至極単純。
どんなサプライズをしてくれるんだろうとか、そのときの蜜の可愛さはどれほどまでで、俺は息をしていられるだろうかとか、考えだしたらきりがなく溢れる妄想。
鋭利に奴を睨んでいる目もついににやにやへらへらり、蜜という名の幸せの妄想の影響を受けてしまう。
ああ〜…、やばい…。サプライズかぁ〜…。
ぐふふ、嬉しすぎて変な笑いが落ちる。
それを奴は眉間に皺を寄せて『きんっもっ』ディスってきたけど今俺、超浮かれてるから聞かなかったことにしてやる。

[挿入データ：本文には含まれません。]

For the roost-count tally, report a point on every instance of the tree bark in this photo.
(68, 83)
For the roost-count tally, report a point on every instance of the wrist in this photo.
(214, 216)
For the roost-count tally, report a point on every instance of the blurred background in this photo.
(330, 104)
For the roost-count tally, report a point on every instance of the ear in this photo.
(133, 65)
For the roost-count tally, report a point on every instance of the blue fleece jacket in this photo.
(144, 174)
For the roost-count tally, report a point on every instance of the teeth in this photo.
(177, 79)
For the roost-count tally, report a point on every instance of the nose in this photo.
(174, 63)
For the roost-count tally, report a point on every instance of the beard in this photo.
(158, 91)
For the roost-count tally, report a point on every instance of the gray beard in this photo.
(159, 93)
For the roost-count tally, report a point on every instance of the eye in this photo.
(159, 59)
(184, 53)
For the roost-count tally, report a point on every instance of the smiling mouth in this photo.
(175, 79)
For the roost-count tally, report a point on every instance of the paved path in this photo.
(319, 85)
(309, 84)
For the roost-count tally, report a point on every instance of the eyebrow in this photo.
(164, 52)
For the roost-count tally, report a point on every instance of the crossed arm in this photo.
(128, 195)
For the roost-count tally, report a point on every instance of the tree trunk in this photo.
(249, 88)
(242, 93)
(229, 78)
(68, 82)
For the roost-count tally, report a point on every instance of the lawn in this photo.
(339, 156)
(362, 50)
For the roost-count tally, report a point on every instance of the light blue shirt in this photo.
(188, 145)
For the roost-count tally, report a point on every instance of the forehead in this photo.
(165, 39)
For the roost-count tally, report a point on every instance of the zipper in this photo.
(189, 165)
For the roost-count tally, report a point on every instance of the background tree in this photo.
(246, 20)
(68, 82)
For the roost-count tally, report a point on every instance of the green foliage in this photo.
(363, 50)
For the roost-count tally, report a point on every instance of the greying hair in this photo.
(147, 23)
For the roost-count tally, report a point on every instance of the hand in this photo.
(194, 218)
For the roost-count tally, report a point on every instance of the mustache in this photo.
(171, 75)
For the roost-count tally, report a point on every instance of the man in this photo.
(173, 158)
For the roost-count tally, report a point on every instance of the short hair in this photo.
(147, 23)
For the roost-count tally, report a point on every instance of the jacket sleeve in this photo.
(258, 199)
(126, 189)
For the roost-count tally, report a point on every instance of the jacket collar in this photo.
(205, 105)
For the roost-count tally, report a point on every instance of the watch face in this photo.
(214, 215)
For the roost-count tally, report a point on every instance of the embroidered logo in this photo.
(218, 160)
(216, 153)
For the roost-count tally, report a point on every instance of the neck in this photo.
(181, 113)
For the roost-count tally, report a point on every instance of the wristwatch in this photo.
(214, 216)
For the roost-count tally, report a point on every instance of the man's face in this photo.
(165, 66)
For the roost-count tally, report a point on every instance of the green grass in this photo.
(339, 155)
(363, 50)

サブのくせにいいこと気づいたと、腹はめちゃくちゃ立ってるが褒めてやらんこともない。まあ口にはしねぇけど。面倒くせぇから。
「なあ、蜜なにしてくれると思う?」
奴への怒りよりも蜜がサプライズしてくれる(俺の中ではもう確定事項)っていう嬉しさが勝りに勝り、だらしない顔のまま奴に聞いてみれば、『知るかっ!』すぐに吐き捨てられたその声は怒気で溢れていた。
あー、そうね。
「直接蜜におめでとうもチュウもしてもらえねぇからって僻むなよ」
『別に僻んでねぇし、なんならお前のことぶっ殺して俺が表に出てや、』
「はいはい、無理無理。そのセリフ二回目」
『最後まで言わせろ!で、その幸せオーラ全開の顔やめろ!花飛ばすな!マジでムカつく!!ぶっ殺してぇ…っ!!』
「ははっ、お前の分まで幸せになるから安心して」
『死ね死ね死ね死ね死ね死ね』
「じゃっ」
『え?…いや、『じゃっ』じゃねぇしちょっ、待っ、』
「――あ、」
『?』
「もう一生出てこなくていいからな」
『は!?おい、』
さらば、二度と会うことないサブの俺。